Futenma air base
Here’s this week’s Media Mix about the protocol relationship between Japan-Russia negotiations over the Northern Territories and the U.S. base issue in Okinawa. According to writer Koji Yabe, Japan is totally in thrall to the U.S. military and thus cannot make any assurances to third parties with regard to its own strategic interests if the U.S. doesn’t sign off on those assurances. The media, for the most part, buys into the government’s narrative of “hope”—that there is still a possibility that the Northern Territories will someday revert to Japanese sovereignty, and that the contested Henoko air base will mean the shutdown of the even more contentious Futenma air base—but that there is little chance that what they suggest is happening will actually come to pass.
What’s particularly galling about Yabe’s point is that his findings are not exactly secret.

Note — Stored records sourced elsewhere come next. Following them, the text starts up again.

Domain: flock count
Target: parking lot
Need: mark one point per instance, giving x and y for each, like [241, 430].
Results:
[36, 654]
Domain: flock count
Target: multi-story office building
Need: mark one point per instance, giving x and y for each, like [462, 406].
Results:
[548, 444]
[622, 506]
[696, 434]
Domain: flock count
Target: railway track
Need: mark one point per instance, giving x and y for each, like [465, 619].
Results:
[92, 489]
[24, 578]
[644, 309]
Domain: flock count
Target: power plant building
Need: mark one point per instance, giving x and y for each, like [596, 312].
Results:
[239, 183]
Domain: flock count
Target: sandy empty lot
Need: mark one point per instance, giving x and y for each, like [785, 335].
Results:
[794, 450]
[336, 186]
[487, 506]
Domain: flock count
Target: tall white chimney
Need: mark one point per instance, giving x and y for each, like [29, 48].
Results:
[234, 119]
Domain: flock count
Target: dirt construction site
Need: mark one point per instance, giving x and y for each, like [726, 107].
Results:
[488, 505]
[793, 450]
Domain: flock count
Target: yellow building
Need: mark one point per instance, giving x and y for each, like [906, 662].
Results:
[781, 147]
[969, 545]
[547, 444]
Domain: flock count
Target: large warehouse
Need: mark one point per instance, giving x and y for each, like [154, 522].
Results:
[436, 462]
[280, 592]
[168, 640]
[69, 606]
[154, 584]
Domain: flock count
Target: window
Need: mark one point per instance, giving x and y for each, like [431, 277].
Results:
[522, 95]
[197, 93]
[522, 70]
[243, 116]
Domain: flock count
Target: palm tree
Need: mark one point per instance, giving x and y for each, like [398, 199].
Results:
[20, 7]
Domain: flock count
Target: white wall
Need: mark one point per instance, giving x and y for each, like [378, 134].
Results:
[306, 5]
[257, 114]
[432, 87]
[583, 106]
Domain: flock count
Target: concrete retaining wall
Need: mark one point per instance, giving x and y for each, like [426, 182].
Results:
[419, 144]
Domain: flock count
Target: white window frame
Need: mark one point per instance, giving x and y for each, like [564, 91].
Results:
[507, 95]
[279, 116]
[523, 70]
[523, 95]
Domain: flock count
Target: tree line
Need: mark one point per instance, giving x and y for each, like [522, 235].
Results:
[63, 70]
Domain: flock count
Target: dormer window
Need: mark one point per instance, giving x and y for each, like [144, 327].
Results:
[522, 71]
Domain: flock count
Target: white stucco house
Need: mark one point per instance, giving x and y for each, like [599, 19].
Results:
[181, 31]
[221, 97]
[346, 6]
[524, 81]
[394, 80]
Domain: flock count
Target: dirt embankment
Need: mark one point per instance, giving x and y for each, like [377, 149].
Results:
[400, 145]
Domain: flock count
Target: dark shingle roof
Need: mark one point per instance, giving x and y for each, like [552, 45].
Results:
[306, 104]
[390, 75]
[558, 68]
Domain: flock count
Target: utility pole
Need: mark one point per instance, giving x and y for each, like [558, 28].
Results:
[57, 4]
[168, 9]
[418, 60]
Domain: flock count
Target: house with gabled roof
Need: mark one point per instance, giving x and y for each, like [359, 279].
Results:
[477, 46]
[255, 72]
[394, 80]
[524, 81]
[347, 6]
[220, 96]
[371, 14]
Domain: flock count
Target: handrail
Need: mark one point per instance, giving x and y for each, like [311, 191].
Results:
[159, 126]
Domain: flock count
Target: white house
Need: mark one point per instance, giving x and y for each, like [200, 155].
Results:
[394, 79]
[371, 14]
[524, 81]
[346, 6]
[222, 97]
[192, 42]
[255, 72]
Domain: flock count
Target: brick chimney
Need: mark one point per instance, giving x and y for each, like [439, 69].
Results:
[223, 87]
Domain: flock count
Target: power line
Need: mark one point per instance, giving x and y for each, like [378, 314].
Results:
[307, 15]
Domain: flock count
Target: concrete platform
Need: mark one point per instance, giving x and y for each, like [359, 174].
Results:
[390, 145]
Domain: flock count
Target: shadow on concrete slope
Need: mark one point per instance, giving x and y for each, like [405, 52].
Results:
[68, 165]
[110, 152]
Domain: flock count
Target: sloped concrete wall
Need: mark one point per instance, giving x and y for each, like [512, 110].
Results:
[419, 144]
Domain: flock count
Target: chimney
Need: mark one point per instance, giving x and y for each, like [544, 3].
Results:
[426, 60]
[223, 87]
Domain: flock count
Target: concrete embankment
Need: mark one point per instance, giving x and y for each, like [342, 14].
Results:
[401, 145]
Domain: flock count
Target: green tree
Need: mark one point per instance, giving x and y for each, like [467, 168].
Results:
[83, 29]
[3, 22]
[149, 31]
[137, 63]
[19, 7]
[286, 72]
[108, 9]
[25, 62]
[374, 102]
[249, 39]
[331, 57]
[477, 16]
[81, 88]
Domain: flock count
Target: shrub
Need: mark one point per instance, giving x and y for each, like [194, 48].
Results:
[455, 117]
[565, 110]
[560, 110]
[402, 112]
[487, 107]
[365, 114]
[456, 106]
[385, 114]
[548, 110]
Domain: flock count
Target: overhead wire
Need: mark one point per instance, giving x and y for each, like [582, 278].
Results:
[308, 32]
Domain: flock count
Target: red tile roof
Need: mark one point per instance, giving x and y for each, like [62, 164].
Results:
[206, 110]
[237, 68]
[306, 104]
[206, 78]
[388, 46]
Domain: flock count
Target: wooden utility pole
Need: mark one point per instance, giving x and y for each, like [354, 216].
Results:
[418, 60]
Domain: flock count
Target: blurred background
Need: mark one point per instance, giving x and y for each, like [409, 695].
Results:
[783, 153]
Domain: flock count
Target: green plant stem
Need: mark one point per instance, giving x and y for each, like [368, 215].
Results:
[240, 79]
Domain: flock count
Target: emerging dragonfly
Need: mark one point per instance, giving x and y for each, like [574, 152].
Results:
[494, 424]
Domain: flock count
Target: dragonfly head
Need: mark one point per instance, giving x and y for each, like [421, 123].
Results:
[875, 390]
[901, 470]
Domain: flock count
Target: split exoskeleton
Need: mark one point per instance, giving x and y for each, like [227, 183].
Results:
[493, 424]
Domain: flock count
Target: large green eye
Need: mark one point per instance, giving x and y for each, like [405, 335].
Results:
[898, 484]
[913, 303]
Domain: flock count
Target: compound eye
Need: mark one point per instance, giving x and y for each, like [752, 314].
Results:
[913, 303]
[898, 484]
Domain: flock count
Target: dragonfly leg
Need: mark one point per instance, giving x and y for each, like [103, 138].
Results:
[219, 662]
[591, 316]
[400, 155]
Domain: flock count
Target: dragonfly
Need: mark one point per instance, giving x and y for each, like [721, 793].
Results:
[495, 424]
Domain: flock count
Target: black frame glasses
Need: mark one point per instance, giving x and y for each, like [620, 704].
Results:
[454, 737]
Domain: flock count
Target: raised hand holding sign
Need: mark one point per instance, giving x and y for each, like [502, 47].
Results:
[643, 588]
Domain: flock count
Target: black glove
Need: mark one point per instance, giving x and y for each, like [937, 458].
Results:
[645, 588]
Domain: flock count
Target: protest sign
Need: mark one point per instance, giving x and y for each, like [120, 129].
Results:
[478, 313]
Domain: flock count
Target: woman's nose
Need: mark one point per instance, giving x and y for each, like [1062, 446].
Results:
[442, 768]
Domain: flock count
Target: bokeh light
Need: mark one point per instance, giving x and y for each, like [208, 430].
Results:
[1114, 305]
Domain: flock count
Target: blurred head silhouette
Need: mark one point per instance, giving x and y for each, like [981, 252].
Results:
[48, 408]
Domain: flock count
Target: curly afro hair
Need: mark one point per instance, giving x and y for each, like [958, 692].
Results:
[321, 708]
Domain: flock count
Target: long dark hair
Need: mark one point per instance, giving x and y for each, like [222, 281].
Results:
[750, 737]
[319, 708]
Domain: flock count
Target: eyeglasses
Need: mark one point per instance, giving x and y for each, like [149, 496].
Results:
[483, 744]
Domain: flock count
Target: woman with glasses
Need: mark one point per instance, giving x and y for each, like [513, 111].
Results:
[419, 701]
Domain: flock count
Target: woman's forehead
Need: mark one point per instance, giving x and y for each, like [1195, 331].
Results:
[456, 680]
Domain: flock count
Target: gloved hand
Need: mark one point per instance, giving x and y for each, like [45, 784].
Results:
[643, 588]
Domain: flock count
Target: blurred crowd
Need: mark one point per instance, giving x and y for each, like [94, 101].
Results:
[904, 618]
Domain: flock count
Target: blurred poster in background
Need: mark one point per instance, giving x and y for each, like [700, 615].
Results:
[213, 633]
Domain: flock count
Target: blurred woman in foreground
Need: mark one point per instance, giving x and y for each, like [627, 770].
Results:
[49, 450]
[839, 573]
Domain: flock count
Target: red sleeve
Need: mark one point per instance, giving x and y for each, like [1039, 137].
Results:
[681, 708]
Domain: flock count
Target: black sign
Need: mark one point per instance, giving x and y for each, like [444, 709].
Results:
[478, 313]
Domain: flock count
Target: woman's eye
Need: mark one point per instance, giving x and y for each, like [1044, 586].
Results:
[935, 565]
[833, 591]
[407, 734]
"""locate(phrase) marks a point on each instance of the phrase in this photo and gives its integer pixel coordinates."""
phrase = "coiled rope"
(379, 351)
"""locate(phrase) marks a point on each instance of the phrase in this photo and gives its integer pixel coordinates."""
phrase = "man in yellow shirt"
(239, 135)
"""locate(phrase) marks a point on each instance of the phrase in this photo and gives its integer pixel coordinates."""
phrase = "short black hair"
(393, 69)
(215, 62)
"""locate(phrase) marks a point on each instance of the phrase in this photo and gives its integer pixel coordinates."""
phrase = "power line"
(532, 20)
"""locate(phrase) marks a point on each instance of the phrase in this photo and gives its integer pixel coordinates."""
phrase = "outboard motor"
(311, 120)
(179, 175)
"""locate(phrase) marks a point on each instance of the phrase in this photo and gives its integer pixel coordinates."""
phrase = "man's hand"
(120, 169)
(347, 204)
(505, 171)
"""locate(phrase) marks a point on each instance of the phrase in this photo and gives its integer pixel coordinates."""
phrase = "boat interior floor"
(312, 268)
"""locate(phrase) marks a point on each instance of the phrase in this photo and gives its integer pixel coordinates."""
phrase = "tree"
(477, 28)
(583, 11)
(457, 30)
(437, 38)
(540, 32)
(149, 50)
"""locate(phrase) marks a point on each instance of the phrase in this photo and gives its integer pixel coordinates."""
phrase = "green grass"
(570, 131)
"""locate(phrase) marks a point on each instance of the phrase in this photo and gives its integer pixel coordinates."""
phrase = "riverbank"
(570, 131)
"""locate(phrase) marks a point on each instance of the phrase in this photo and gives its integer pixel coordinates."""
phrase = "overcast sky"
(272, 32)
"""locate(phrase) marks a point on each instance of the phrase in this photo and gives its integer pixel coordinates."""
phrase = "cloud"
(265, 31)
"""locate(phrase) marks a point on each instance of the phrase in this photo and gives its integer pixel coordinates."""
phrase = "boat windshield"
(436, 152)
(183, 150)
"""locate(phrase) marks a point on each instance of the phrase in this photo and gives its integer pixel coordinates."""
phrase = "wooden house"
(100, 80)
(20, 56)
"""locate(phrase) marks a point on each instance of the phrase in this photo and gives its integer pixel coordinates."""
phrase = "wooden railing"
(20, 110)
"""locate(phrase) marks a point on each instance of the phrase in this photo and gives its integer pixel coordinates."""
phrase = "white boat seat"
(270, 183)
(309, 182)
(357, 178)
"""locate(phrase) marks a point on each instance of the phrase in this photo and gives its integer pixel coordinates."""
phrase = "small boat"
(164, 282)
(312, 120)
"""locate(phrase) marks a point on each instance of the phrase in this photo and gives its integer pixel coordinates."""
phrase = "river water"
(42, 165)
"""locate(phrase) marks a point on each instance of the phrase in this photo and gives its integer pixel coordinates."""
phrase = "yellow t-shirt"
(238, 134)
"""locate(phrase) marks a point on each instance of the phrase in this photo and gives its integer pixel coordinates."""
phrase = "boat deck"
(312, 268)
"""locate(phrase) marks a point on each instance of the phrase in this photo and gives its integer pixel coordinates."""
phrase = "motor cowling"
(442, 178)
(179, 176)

They are there for any journalist to see. During his Golden Radio conversation cited in the column, he talks at length about the so-called secret agreement behind the revised Status of Forces Agreement (SOFA) signed in 1960, the one that essentially allowed the U.S. to carry nuclear weapons on its vessels when they came to Japan. Though at one time this agreement was classified, it has been common knowledge for a few decades now, and available for anyone to read and study. To Yabe, the dynamic outlined by the agreement informs the relationship between Japan and the U.S. military to this day. Nobusuke Kishi, Shinzo Abe’s grandfather, was prime minister when the secret agreement was signed two weeks before SOFA was concluded, but his successor, Hayato Ikeda, apparently was not informed about the agreement, so several years later when opposition lawmakers heard that nukes were being brought into Japanese harbors, they questioned the ruling party in the Diet, because it wasn’t allowed, and Ikeda firmly denied the rumors, thinking they weren’t true. The Americans became nervous, and then-ambassador Edwin Reischauer sat Foreign Minister Masayoshi Ohira down and explained the secret agreement to him and the use of the vague term “introduce”—as in “the U.S. will not introduce nuclear weapons on Japanese territory”—which was used in the public documents. The thing is, the U.S. thought the current Japanese administration knew about this, but apparently Kishi and his people didn’t tell anyone. From then on, the Liberal Democratic Party stuck to the secret agreement and pretended that nukes were not being carried by American submarines into Japanese harbors (as well as other nukes that didn’t become known until later). As a result, Japan was able to maintain its image as a nuke-free country and Eisaku Sato could win the Nobel Peace Prize for something—the storied three non-nuclear principles—that was basically a lie.
Yabe tells this story to reinforce his theory that Japan’s foreign ministry has absolutely no authority when it comes to negotiating with the U.S. on almost anything. Moreover, this idea is so deeply ingrained in the bureaucratic and political sensibility that the government has used it for its own ends. When Yukio Hatoyama became in 2009 the first non-LDP prime minister in more than a decade, he proceeded to realize his campaign promise to move the Futenma air base out of Okinawa, something the U.S. didn’t want. He was then visited by bureaucrats from the foreign and defense ministries who showed him something they called the U.S. military operations manual, which said that helicopter bases could not be situated more than 120 kilometers from a land forces base. Hatoyama was planning on shifting Futenma to Tokunoshima, which is more than 120 kilometers away. That’s why Hatoyama eventually dropped the idea for the move. As a result, his government collapsed and he resigned.
But, according to Yabe, there is no such manual. It was a story made up by bureaucrats who knew the U.S. would never go for Hatoyama’s plan to move the Futenma base off Okinawa. Yabe says the mass media knows about the bureaucrats’ lies, but never discuss it. Even Hatoyama seems to have accepted his fate. It’s no use trying to resist the Americans.